If you really think about it, you could perhaps argue that my daughter started this game-with-no-winners herself when she was three and asked a stranger in Boots why he had hair growing out of his ears. She also once told our next door neighbour that I made her sleep in the back garden, she told our parish priest that I hadn’t put on pants that morning (I had, for the record) and she went through an awful phase of flinging open changing room curtains and public bathroom doors with all the theatrical flair of someone making a West End debut, thereby revealing me in various states of undress and vulnerability.

And it’s not that I’m seeking revenge. No, that wouldn’t be right. I can’t hold a toddler accountable, and the very notion of ‘revenge’ implies forethought, and intention. That isn’t what this is. This is simply the part of me that once (multiple times) wished the ground would open and swallow her whole, finally seeing an opportunity and seizing it.

So years later, when a visitor knocks to the house and I decide to make them a cup of tea and absolutely rinse one of my children, maybe there is an internal scale that tips back to a more level setting. But not in a mean way. No, it connects us. Not just to each other, but to our very ancestry and lineage. If they are going to emotionally destroy me in Tesco, surely I get a handful of anecdotes to sprinkle on their lives in return. That feels fair.

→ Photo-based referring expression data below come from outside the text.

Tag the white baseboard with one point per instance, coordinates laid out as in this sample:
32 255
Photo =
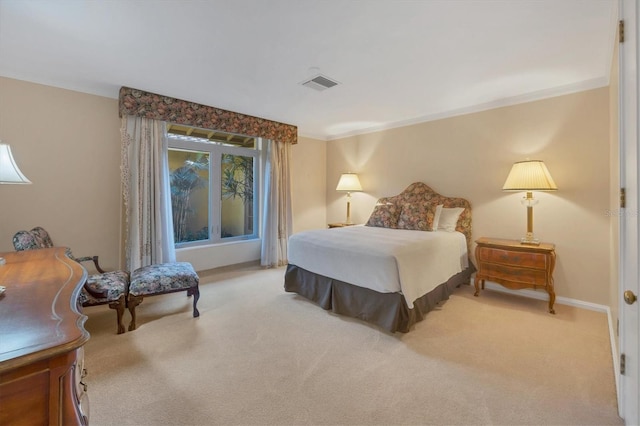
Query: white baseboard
543 295
579 304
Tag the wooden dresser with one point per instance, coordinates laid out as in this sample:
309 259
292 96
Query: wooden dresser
515 265
41 339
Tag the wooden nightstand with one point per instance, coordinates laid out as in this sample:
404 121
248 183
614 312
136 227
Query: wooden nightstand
515 265
340 225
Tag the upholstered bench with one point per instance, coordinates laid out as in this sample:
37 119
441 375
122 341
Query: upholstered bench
107 288
161 279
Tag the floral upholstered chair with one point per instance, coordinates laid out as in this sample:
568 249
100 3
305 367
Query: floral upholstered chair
99 289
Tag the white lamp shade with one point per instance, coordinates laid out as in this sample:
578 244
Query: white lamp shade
349 182
530 175
9 170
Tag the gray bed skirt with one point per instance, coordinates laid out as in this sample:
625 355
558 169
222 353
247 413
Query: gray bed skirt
388 311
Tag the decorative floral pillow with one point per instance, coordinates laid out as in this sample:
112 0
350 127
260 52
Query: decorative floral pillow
417 216
384 216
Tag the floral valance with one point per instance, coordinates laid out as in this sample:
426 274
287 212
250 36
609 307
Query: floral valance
157 107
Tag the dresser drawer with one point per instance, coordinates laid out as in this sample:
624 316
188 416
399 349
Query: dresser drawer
536 277
514 258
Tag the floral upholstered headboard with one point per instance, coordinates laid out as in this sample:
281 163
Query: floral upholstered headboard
419 193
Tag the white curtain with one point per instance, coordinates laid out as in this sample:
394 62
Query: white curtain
146 191
277 205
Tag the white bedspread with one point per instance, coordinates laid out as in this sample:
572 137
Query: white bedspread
382 259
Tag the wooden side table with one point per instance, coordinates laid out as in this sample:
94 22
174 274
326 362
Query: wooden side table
515 265
339 224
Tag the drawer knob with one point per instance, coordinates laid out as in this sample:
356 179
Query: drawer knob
630 297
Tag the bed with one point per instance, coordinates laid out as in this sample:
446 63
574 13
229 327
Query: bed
409 256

Plus, if I break all of the cycles then I am in very real danger of setting an entirely unobtainable standard for parenting, and is that really what we want? No, of course I need to leave room for her to improve with her own family.

Or maybe she will follow in my footsteps. After all, if Leonardo DiCaprio has taught us anything, it’s that history loves a rerun.

Margaret Lynch is a mother of two and a parenting columnist with The Journal.